Fair enough! Everyone has a different flavor palette. It also takes a week to get used to. After that one week, I never went back.

Yeah, I'm with you on that. I tend to install a ton of interesting apps when I see them, and categorize them into groups (many apps fit multiple groups) so when I'm looking to do something in particular the apps that might fill the need are together to try it with. If those search launchers allowed for adding multiple tags to each app for categorizing and searching, then they'd probably work well enough for me to try.

Game: crying suns It's a full ftl type game that's on steam as well. Big story. Took me a while to get through it

PhotoPills

Invaluable as a photographer. I think it's closed source though which is a shame.

CamScanner (intuitive and powerful scanner app that processes images exceptionally well and interfaces cleanly with all sorts of other apps) and Hiper Calc Pro (scientific calculator that shows you your input and looks like a classic calculator interface)

There's an open source pdf scanner that works exceptionally well

https://github.com/Akylas/OSS-DocumentScanner

That's great! It's not super helpful for me, though, since I teach students that often aren't good at troubleshooting technology issues on their own so I need an app that's pretty universal and user-friendly. Plus, the question specifically asked about stuff in the Android play store...

I was going to mention camscanner, but it’s been years since I was in the android phone, so I wasn’t sure if it’s even still around.

Minimalist phone Launcher that helps to use addictive apps less.

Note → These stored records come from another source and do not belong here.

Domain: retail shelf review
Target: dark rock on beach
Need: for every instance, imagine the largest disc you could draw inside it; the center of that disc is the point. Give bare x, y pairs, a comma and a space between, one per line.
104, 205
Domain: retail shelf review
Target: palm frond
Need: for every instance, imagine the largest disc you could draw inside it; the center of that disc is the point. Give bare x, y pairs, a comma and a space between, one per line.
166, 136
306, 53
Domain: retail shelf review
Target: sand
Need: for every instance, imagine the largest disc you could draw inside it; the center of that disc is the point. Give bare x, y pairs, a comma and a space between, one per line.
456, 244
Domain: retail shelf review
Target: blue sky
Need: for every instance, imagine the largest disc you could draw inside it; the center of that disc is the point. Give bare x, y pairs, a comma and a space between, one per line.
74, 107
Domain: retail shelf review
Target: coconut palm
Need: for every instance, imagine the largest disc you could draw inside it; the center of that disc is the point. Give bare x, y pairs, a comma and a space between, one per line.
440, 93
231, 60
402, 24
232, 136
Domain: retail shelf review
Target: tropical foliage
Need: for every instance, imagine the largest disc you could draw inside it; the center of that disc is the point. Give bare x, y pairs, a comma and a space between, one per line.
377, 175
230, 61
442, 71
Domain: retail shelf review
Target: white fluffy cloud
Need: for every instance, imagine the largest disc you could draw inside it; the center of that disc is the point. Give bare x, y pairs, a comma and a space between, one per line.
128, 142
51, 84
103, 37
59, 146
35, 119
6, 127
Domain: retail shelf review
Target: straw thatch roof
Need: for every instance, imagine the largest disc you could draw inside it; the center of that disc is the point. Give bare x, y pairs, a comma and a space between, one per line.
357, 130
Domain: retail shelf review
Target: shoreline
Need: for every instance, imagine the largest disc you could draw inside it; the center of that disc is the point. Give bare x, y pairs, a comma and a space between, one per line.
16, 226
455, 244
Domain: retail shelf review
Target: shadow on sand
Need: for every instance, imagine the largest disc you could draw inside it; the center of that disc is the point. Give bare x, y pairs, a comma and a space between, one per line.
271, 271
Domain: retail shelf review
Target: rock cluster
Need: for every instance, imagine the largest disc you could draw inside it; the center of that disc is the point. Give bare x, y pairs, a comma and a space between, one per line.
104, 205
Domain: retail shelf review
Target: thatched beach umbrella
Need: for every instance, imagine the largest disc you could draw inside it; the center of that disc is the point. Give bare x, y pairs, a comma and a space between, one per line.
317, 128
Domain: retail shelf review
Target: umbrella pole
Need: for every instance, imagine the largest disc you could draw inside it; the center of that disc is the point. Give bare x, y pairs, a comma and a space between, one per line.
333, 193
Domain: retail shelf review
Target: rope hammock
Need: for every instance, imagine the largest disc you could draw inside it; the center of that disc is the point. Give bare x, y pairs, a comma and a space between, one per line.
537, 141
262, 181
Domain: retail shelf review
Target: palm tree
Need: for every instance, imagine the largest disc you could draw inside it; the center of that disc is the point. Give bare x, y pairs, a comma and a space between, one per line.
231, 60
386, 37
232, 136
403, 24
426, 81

And overall a boring home that demotivates you to use your phone.

Tasks.org is a wonderful open-source todo/task app, that has a low-cost monthly subscription to use it's syncing ability. It's worth it to support FOSS wherever we can.

Subscriptions, no matter how low, are the antithesis of a buy once app.

Why are you even commenting with this

Because it's supporting FOSS, and it's one of the few foss apps on the play store iirc that let you pay for it.

Then make your own post. Just because its worth supporting, doesnt mean its appropriate for this.

Have some bloody respect please

Worth noting that it also has a bunch of free alternatives for sync, some self-hostable, and you were talking about the paid service hosted by the Tasks.org devs.